On June 15, Carey announced her decision on Instagram. She wrote, “I’m really excited to be heading to St. Louis next week. I have every intention to accept the individual spot that I worked very hard to earn by competing in the Apparatus World Cup series spanning from 2018-2020 when officially offered to me. My focus right now is Preparing to compete at the Olympic games in Tokyo and being able to contribute to team USA in any way possible.”

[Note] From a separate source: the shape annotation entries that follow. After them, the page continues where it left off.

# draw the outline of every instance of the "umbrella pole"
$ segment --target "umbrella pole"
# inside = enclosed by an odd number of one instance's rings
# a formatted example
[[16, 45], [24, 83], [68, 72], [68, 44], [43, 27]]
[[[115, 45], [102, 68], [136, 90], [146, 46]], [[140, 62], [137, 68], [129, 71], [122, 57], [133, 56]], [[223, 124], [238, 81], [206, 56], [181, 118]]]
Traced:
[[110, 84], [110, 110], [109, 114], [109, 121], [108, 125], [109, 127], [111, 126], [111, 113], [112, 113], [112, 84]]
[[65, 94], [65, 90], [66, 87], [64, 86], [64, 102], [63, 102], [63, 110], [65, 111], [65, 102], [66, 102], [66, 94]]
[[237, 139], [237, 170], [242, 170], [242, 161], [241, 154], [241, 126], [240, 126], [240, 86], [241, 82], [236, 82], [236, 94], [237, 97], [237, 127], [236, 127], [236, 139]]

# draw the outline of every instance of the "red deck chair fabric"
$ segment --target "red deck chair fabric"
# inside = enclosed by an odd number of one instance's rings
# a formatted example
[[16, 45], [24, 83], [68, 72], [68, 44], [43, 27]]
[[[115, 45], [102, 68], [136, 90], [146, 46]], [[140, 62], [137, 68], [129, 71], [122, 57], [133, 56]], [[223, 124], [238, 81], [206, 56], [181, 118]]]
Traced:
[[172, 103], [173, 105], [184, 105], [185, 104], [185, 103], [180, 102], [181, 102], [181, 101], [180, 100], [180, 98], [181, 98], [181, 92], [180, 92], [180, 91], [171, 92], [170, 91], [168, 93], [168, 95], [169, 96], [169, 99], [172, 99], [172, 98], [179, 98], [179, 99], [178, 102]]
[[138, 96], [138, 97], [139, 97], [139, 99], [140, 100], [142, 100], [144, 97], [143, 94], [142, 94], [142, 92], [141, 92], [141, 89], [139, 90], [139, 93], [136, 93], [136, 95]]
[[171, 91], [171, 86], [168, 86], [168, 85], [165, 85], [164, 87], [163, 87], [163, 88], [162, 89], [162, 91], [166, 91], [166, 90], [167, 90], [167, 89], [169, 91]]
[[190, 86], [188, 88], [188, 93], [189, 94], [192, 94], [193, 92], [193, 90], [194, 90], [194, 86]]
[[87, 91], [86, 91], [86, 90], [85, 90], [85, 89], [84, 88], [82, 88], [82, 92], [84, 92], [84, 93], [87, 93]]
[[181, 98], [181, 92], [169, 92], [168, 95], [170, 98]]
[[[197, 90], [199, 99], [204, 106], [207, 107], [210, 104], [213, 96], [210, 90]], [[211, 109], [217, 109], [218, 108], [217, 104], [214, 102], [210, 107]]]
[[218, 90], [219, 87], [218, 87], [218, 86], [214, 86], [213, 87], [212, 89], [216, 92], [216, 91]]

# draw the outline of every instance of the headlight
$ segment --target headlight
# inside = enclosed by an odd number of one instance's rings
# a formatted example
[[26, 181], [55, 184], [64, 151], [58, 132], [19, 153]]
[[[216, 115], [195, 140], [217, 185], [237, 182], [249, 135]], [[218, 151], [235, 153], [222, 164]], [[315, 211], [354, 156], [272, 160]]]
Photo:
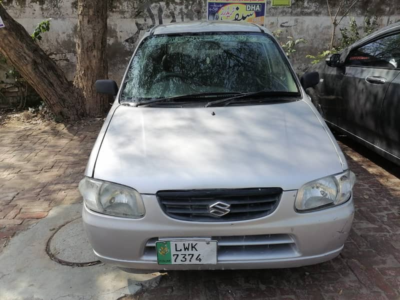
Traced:
[[79, 191], [88, 208], [102, 214], [138, 218], [144, 216], [140, 194], [133, 188], [84, 177]]
[[306, 184], [296, 196], [297, 210], [306, 211], [340, 205], [350, 198], [356, 176], [348, 170]]

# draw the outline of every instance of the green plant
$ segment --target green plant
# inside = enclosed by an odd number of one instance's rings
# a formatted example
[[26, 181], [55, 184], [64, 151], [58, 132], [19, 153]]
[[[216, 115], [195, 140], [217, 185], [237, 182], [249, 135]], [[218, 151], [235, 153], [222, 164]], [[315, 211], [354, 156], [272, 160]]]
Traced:
[[339, 38], [339, 48], [343, 49], [348, 47], [360, 40], [360, 32], [357, 23], [354, 17], [350, 18], [350, 24], [348, 27], [340, 28], [342, 38]]
[[33, 33], [30, 35], [34, 40], [42, 40], [42, 34], [50, 30], [50, 22], [52, 18], [42, 21], [38, 24]]
[[[370, 34], [376, 31], [378, 28], [377, 16], [375, 16], [372, 18], [366, 16], [364, 18], [364, 34], [363, 36]], [[328, 56], [340, 52], [360, 39], [358, 26], [354, 17], [350, 18], [348, 26], [340, 28], [340, 31], [342, 38], [339, 38], [339, 44], [337, 46], [324, 50], [314, 55], [308, 54], [306, 56], [306, 58], [312, 60], [311, 62], [312, 64], [318, 64]]]
[[290, 57], [292, 53], [296, 52], [296, 48], [298, 44], [300, 42], [307, 44], [308, 42], [308, 40], [302, 38], [294, 40], [292, 36], [287, 36], [287, 40], [285, 42], [280, 42], [280, 34], [282, 32], [282, 30], [278, 29], [272, 32], [272, 35], [279, 41], [281, 46], [284, 48], [284, 50], [286, 56], [288, 58]]
[[[1, 2], [0, 2], [0, 4]], [[50, 22], [51, 20], [51, 18], [49, 18], [44, 20], [38, 24], [30, 36], [34, 40], [41, 40], [42, 39], [41, 34], [50, 30]], [[6, 58], [2, 54], [0, 54], [0, 68], [5, 71], [4, 77], [6, 80], [8, 80], [6, 82], [0, 80], [0, 84], [8, 84], [9, 86], [8, 88], [14, 87], [18, 88], [20, 92], [20, 99], [18, 109], [24, 108], [26, 103], [26, 98], [28, 98], [28, 82], [15, 68], [14, 66], [10, 67], [7, 65]], [[5, 98], [5, 96], [1, 93], [0, 93], [0, 96], [2, 98]]]

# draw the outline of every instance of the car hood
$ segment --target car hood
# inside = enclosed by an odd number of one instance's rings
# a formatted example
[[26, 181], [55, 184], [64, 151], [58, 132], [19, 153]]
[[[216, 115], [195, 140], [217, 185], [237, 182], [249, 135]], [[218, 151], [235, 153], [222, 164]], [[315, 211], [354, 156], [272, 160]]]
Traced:
[[95, 178], [142, 194], [198, 188], [297, 190], [342, 171], [308, 104], [116, 108]]

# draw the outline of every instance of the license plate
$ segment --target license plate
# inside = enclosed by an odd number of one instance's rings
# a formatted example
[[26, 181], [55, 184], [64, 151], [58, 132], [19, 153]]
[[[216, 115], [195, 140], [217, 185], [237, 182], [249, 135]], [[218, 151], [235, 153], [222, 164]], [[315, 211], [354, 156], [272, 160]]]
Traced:
[[216, 240], [163, 240], [156, 243], [158, 264], [215, 264]]

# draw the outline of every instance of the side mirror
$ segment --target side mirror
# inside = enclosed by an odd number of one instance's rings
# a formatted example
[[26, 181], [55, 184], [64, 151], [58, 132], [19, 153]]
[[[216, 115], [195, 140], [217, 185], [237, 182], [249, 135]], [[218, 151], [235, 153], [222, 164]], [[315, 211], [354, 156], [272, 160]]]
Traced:
[[330, 55], [325, 60], [329, 66], [336, 68], [340, 65], [340, 54], [336, 53]]
[[98, 80], [96, 81], [96, 92], [115, 96], [118, 94], [118, 86], [114, 80]]
[[310, 72], [302, 76], [300, 82], [304, 90], [315, 86], [320, 83], [320, 74], [318, 72]]

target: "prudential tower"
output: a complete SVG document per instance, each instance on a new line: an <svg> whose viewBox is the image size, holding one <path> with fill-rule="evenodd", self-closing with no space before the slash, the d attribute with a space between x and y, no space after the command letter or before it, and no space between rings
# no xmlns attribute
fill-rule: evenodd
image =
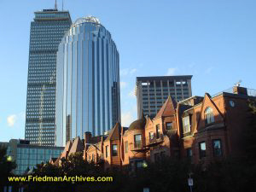
<svg viewBox="0 0 256 192"><path fill-rule="evenodd" d="M96 17L78 19L57 52L56 145L120 122L119 55Z"/></svg>

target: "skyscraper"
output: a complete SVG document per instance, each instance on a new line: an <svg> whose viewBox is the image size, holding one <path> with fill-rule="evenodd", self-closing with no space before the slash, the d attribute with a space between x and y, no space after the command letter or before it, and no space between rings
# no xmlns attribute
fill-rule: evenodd
<svg viewBox="0 0 256 192"><path fill-rule="evenodd" d="M56 52L71 26L68 11L44 9L31 23L25 138L55 145Z"/></svg>
<svg viewBox="0 0 256 192"><path fill-rule="evenodd" d="M57 53L56 145L120 122L119 55L96 17L78 19Z"/></svg>
<svg viewBox="0 0 256 192"><path fill-rule="evenodd" d="M137 116L144 115L154 118L168 96L176 102L189 98L192 96L192 75L157 76L137 78Z"/></svg>

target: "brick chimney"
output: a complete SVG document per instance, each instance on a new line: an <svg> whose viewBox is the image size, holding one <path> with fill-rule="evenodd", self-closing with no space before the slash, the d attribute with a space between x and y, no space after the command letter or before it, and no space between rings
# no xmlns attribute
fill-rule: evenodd
<svg viewBox="0 0 256 192"><path fill-rule="evenodd" d="M91 138L91 133L89 131L84 132L84 143L90 143Z"/></svg>
<svg viewBox="0 0 256 192"><path fill-rule="evenodd" d="M238 94L238 95L247 96L247 89L245 88L245 87L234 86L233 87L233 93Z"/></svg>

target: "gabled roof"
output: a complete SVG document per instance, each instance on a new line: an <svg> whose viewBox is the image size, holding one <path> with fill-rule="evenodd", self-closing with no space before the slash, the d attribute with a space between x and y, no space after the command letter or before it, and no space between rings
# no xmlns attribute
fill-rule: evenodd
<svg viewBox="0 0 256 192"><path fill-rule="evenodd" d="M112 130L110 130L109 135L105 141L107 142L108 140L118 140L119 138L120 131L121 131L119 128L120 128L119 123L116 123L114 125L114 127Z"/></svg>
<svg viewBox="0 0 256 192"><path fill-rule="evenodd" d="M206 103L207 103L207 105L206 105ZM204 111L208 107L212 108L214 111L216 111L215 115L219 114L220 118L224 120L224 114L219 111L215 102L212 100L211 96L208 93L206 93L204 100L201 106L201 113L200 113L199 119L197 120L196 130L199 130L199 128L201 126L201 123L205 124L205 122L202 122L202 119L204 119Z"/></svg>
<svg viewBox="0 0 256 192"><path fill-rule="evenodd" d="M166 102L157 113L155 119L160 117L167 117L175 114L176 109L176 102L173 100L172 96L168 96Z"/></svg>
<svg viewBox="0 0 256 192"><path fill-rule="evenodd" d="M133 121L130 125L128 130L129 131L131 131L131 130L143 130L143 129L145 128L145 125L146 125L146 119L143 115L142 119Z"/></svg>
<svg viewBox="0 0 256 192"><path fill-rule="evenodd" d="M81 142L80 137L77 137L73 143L68 155L75 152L81 152L83 150L84 150L84 144Z"/></svg>

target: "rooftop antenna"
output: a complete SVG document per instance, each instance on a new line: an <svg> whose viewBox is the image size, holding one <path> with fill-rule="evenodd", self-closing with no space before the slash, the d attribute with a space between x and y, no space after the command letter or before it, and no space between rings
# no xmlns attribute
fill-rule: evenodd
<svg viewBox="0 0 256 192"><path fill-rule="evenodd" d="M55 9L57 9L57 0L55 0Z"/></svg>
<svg viewBox="0 0 256 192"><path fill-rule="evenodd" d="M236 86L240 87L241 80L239 80L236 84L235 84Z"/></svg>

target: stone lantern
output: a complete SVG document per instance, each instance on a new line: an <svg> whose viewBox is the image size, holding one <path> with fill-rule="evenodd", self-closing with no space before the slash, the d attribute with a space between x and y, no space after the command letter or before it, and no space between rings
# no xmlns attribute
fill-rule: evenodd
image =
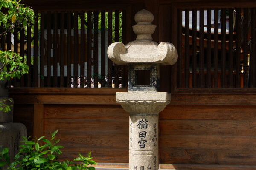
<svg viewBox="0 0 256 170"><path fill-rule="evenodd" d="M108 49L115 63L128 65L128 92L116 92L116 101L130 113L129 170L158 169L158 115L170 101L169 93L158 92L159 65L173 65L178 57L172 44L152 41L153 20L150 12L139 11L133 26L136 40L126 46L115 42ZM142 71L150 79L140 84Z"/></svg>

5.Brian Carey Jokes About Following His Daughter to College for NCAA Meets
The elite gymnast deferred her 2017 enrollment to Oregon State in order to focus on training for the Olympics, per NBC Sports Northwest Her father coaches her at Arizona Sunrays Gymnastics along with
“It’s just been incredible,” Brian Carey said of going through this journey to Tokyo with his daughter. He also joked about how different it will be shifting from Olympic-level competition to NCAA meets when she starts her studies at Oregan State.
“I’m looking forward to finishing this year strong with her. Then I guess I’ll go sit in the stands and watch her in college — that’ll be weird!”